Прежде чем занять кресло, предложенное хозяином, Вяземский осмотрелся. Комната была в величайшем беспорядке. Над столом большая гравюра, изображавшая Иродиаду, ломбардской школы. Огромный стол сплошь завален книгами и большими альбомами с гравюрами, изображавшими итальянский поход Бонапарта. На полу у самого окна разложена карта битвы при Ватерлоо. На подоконнике виды Кремля, портрет Кутузова, гравюра с изображением маршала Нея. На круглом столике в углу красовались маленькая старинная подзорная труба, треугольная шляпа с плюмажем и эфес старой шпаги с буквой «Н». Под столом темнели книги в пергаментных переплетах и огромные зеленые папки. Листки синей бумаги, исписанные мелким убористым почерком, были разбросаны на письменном столе. На одном из них Вяземский прочел:

Арриго Бейль, миланец,
поклонник Шекспира, Чимарозы и Моцарта,
Писал, любил, жил
от 1783 до ???? года

«Не похоже на то, чтобы он скоро заполнил дату смерти, – подумал Вяземский – Это какой-то юноша по глазам и по умению работать живой без передышки».

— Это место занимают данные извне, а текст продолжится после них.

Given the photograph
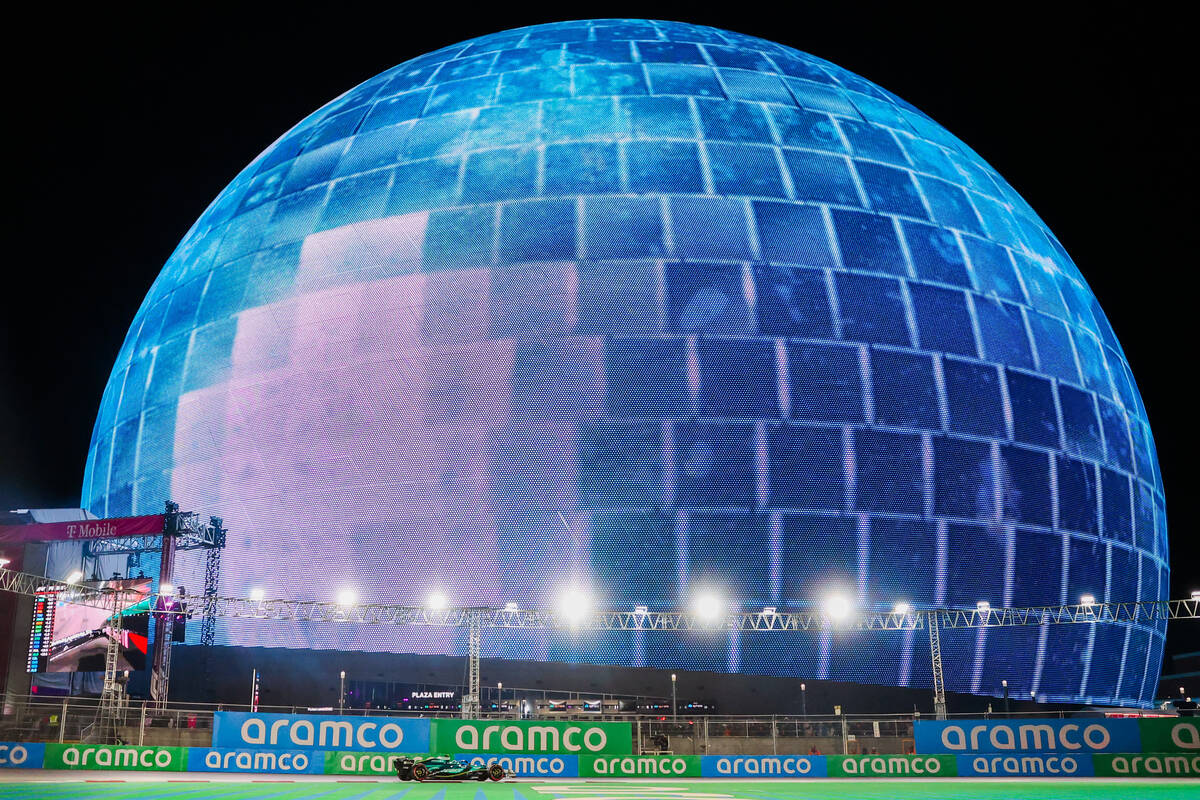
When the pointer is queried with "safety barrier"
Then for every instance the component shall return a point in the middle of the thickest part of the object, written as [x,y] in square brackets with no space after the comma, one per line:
[357,745]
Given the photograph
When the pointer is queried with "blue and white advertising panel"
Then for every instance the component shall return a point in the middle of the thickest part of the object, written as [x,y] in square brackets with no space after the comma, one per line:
[763,767]
[1067,737]
[21,755]
[1025,764]
[531,765]
[226,759]
[319,732]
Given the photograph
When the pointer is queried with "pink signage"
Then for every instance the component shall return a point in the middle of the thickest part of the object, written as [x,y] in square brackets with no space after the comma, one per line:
[81,529]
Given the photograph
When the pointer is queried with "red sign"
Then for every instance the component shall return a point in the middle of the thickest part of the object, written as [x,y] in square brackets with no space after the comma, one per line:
[82,529]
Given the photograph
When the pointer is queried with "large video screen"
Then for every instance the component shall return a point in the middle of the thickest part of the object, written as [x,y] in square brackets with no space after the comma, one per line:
[75,636]
[649,310]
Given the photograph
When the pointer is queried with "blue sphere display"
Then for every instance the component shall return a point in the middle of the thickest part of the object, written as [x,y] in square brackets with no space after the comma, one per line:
[648,310]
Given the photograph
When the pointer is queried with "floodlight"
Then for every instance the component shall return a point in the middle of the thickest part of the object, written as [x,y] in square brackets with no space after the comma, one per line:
[838,607]
[574,605]
[708,607]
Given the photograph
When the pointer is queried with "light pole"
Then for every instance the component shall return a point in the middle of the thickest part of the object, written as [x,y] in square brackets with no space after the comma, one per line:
[675,716]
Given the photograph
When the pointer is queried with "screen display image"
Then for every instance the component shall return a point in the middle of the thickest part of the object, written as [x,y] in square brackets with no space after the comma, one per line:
[646,308]
[81,633]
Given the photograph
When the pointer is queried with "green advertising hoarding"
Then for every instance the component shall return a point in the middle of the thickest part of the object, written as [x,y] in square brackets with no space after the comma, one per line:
[640,767]
[1146,764]
[357,763]
[115,757]
[892,765]
[1170,735]
[516,737]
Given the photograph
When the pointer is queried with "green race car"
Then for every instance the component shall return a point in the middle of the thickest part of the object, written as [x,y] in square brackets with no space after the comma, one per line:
[443,768]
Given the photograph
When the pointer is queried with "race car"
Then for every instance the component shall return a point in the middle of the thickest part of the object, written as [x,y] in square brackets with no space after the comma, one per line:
[443,768]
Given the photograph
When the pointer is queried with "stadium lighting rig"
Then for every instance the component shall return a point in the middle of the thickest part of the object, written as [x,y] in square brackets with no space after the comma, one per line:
[576,612]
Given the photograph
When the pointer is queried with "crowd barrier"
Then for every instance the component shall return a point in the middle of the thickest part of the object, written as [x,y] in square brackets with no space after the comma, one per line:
[340,745]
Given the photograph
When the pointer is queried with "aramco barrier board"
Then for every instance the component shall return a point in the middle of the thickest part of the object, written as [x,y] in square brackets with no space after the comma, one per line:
[316,762]
[513,737]
[348,745]
[1068,737]
[319,732]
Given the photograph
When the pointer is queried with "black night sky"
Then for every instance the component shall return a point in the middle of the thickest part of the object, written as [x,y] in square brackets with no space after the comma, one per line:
[123,127]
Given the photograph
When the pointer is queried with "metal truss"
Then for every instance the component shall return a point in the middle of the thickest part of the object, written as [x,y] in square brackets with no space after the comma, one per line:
[307,611]
[23,583]
[192,534]
[933,620]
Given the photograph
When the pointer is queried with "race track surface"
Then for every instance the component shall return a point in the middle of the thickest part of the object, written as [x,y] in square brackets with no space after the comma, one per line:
[22,785]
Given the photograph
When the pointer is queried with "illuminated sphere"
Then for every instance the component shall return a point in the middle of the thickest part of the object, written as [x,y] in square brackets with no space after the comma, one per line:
[646,310]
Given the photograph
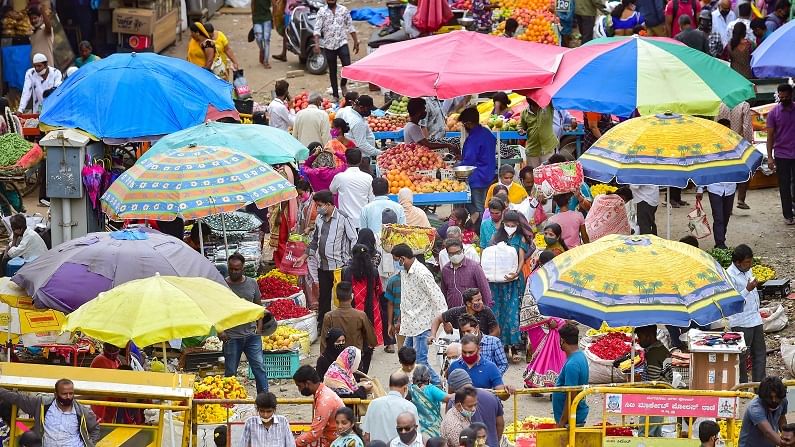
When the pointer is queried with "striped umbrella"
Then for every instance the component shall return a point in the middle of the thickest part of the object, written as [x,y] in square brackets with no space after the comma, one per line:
[194,182]
[653,75]
[635,281]
[670,150]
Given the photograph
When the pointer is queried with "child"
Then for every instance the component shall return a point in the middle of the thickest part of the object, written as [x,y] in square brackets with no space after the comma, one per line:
[266,420]
[571,222]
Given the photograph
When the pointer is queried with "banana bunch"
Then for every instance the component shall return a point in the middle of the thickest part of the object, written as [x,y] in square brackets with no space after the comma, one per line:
[605,329]
[763,273]
[601,188]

– Простите, что я не сразу вас услышал. Мне показалось, что это стучат у соседа. В последнее время я связан работой на срок, набрал очень много денег и должен написать на двадцать пять тысяч франков.

– О, это что-нибудь очень большое, что-нибудь из военной жизни, вроде «Мины де Вангель»?

– А вы читали «Мину Вангель»? – спросил Бейль.

– Да, читал и сделал вывод об опасности правды для женщины.

– Ну вот, как трудно дождаться одинакового толкования. Я знаю читателей, которые сделали выводы об опасности лжи. Но я вовсе не хотел писать нравоучительную повесть. Я хотел развить свою прежнюю тему о том, как женщина, наделенная исключительной силой чувства, не может быть понята нынешними французами.

– Итак, вы пишете большую вещь?

– Да, я заново переживаю свою молодость. Скажите, как дела Николая Тургенева?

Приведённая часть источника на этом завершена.